Abajo la Cultura, ¡vivan las caenas!

Las crisis económicas siempre traen consigo una reducción del poder adquisitivo de buena parte de la sociedad y además afectan a diversos sectores de vital importancia para un país. En el caso de España existe un entorno que siempre se ve afectado, ya no solo por las crisis, que también, sino especialmente por la desidia de la clase dirigente, sobre todo la conservadora, y la indiferencia de la gente. Se trata del sector cultural, una industria imprescindible en cualquier Democracia moderna y que aquí degradamos desde tiempos inmemoriales.

Con el mantra creado por la derecha de que la industria cultural se aprovecha de cuantiosas subvenciones estatales, algo falso, solo hay que comparar las cantidades enormes que reciben países como Francia e incluso el tan liberal EEUU, se ha instalado la idea entre la población de que la Cultura no es importante y de que en nuestro país la forman personas interesadas que solo quieren lucrarse. Si bien es cierto que quizá este área, como otros ámbitos sociales, se ha podido alejar del ciudadano de a pie, generando esnobismos reprochables, igual de cierto es que la mayoría de sus integrantes son ciudadanos con numerosos problemas para llegar a fin de mes que además son masacrados por políticas injustas creadas ex profeso para hundir al sector en favor de otros como el financiero, rescatado sin consecuencias tras la burbuja.

Pero el problema es muy profundo, y no solo se reduce a la indiferencia social o a la mala política de algunos de nuestros gobernantes sino también a un ecosistema lleno de claroscuros. La piratería por ejemplo es una lacra que pone en peligro la propiedad intelectual y el desarrollo del sector pero a la vez es consecuencia en parte de las malas prácticas de discográficas y otras empresas del gremio cultural que, pensando solo en el beneficio, han ignorado nuevas formas de comercialización de productos musicales y de cine favoreciendo los intolerables portales ilegales que ofrecen contenido gratuito sin pensar en el daño causado a los autores. Si a la desidia de algunos componentes del sector sumamos el maltrato fiscal de algunos gobiernos populares, el caso Montoro es flagrante, así como declaraciones ofensivas contra la esfera cultural de burbujas político-mediáticas ultraconservadoras, nos encontramos con un panorama desolador como país.

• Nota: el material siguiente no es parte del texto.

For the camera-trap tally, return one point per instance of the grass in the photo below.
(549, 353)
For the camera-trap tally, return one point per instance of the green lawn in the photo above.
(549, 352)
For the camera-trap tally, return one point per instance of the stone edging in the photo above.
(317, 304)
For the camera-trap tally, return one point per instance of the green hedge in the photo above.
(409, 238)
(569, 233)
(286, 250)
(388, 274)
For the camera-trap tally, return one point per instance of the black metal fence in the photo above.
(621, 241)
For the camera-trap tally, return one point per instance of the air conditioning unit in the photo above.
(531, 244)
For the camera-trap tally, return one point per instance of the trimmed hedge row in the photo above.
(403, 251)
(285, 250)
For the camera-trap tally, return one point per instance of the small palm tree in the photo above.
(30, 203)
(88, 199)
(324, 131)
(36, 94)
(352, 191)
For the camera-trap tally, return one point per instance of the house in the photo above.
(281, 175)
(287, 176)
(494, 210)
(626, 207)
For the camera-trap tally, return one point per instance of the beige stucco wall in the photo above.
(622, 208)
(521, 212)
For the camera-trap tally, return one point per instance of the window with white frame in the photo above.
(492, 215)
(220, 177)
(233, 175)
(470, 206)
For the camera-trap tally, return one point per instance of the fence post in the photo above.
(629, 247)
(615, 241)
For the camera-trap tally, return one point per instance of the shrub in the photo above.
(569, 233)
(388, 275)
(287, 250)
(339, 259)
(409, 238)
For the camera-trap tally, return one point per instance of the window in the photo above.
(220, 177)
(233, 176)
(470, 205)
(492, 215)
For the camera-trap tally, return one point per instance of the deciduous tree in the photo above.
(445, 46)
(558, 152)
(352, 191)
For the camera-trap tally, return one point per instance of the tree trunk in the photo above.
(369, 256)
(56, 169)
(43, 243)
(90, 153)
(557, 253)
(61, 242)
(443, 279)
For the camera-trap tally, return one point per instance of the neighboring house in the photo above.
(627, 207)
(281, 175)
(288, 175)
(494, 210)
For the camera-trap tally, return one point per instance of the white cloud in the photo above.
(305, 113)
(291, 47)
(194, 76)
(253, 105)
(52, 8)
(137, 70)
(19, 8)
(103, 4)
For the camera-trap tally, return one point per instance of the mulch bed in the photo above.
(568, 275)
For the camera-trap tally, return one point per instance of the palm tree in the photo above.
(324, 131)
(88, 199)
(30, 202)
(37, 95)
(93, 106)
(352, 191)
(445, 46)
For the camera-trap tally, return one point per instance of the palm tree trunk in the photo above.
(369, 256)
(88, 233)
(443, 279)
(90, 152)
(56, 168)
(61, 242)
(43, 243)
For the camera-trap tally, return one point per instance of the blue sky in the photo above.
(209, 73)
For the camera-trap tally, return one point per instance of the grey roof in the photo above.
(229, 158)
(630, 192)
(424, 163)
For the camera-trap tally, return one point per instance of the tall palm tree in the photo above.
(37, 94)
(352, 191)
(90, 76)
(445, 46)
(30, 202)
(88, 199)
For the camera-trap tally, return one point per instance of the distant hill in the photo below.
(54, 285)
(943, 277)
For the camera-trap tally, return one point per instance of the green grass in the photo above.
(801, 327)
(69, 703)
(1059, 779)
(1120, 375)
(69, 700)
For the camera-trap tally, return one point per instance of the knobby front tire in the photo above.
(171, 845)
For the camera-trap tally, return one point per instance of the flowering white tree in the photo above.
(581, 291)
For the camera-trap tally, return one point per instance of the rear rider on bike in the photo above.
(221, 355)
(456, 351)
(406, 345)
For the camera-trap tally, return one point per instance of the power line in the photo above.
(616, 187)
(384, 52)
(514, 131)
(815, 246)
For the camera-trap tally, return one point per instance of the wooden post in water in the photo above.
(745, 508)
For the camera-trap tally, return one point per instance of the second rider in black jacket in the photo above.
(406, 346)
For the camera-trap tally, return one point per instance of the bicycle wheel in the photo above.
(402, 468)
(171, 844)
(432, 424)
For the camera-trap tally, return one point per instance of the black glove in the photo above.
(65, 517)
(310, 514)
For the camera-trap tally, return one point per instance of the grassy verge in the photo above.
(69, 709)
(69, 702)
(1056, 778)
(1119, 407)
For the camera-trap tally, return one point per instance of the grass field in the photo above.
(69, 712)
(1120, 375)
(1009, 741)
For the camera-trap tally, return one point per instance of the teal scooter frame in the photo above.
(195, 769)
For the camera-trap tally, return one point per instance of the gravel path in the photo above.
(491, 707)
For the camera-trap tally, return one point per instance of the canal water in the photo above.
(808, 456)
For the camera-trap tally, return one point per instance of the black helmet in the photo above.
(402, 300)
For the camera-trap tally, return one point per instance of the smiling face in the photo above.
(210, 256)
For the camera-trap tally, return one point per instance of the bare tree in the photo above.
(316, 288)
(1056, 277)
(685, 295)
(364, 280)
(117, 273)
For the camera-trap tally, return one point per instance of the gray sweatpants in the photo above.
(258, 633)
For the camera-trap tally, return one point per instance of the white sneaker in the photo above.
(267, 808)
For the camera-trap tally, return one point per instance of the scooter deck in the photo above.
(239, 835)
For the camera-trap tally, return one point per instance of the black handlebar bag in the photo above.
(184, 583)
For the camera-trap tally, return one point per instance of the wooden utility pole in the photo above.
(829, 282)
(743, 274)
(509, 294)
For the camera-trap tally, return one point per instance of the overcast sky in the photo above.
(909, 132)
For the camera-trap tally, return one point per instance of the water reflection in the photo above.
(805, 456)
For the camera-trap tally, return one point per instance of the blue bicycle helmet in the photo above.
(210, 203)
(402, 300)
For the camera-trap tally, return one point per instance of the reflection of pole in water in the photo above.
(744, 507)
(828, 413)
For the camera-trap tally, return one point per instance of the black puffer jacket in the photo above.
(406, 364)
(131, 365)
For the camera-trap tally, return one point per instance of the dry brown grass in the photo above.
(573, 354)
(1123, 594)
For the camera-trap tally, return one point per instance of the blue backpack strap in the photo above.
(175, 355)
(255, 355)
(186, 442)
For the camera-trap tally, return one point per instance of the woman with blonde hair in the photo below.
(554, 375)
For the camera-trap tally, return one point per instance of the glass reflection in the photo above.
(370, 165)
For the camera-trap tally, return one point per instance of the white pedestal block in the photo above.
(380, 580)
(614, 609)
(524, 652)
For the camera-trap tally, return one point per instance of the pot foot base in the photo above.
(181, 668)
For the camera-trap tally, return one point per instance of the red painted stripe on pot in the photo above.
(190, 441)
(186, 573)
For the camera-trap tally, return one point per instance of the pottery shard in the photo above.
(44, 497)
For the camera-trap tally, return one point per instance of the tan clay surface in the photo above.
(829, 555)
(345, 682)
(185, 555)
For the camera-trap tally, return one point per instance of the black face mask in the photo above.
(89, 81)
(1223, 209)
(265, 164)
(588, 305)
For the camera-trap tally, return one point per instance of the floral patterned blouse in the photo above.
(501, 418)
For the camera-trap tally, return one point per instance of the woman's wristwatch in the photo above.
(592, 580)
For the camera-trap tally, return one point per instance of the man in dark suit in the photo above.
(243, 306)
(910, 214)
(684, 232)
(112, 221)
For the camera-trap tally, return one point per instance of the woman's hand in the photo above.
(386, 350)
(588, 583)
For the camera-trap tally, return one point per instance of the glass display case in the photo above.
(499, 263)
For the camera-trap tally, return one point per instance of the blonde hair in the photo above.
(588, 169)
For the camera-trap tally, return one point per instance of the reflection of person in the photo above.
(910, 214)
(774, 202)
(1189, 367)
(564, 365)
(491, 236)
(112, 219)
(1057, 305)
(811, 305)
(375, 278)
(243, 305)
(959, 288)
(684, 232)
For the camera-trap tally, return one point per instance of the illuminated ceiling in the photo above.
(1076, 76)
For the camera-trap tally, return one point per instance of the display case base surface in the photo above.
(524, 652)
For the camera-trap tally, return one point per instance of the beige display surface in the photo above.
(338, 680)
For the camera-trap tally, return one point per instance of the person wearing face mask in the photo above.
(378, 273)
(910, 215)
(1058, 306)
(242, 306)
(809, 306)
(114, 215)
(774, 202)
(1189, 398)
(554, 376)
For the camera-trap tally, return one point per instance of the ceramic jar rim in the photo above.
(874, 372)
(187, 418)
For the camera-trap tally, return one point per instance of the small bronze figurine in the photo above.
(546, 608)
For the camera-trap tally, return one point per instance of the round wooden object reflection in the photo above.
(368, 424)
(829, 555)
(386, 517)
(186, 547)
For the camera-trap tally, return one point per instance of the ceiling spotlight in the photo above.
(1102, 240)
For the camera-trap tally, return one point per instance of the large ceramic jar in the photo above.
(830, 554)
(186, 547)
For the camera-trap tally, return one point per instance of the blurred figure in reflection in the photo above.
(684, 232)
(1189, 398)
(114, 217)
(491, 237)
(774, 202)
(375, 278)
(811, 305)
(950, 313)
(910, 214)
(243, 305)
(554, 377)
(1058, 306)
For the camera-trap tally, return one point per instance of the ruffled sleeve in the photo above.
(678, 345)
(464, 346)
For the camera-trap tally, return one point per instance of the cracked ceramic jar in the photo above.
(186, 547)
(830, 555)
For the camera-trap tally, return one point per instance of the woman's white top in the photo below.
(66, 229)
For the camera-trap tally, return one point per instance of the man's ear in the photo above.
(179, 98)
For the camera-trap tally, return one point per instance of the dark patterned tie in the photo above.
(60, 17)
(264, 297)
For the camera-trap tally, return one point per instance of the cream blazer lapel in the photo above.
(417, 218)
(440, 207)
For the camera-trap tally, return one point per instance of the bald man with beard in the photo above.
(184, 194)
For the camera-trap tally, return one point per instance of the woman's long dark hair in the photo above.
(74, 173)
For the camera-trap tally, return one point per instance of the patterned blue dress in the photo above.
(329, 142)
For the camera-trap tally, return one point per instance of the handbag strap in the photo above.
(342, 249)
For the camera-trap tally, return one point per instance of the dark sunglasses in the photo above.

La Cultura sigue palideciendo ante una situación insoportable. Cines y teatros que cierran para convertirse en monótonas tiendas de consumo masivo, películas que no llegan a estrenarse, libros que no se venden, altas  tasas de desempleo y un largo etc. Una realidad que no solo afecta a los que se dedican al sector sino también a toda la sociedad. Un país que no invierte en Cultura es un país fracasado formado por ciudadanos fácilmente manipulables por el poder. No debemos olvidar que leer, ver cine o teatro, visitar museos o escribir son deleites humanos que nos permiten convertirnos en seres más cultivados, curiosos, críticos y abiertos de mente.

La sociedad no ha de tolerar que desde las altas instancias se intente cercar a la Cultura, ya que así sólo conseguimos legitimar las palabras y acciones de aquellos que, orgullosos de su simpleza, codicia y autoritarismo, pretenden someter a la ciudadanía. No nos quedemos solo con la vertiente privilegiada y clasista que nos intenta endosar la derecha, veamos en la Cultura una gran aliada de la sociedad en su conjunto. Sin ella, no somos nada.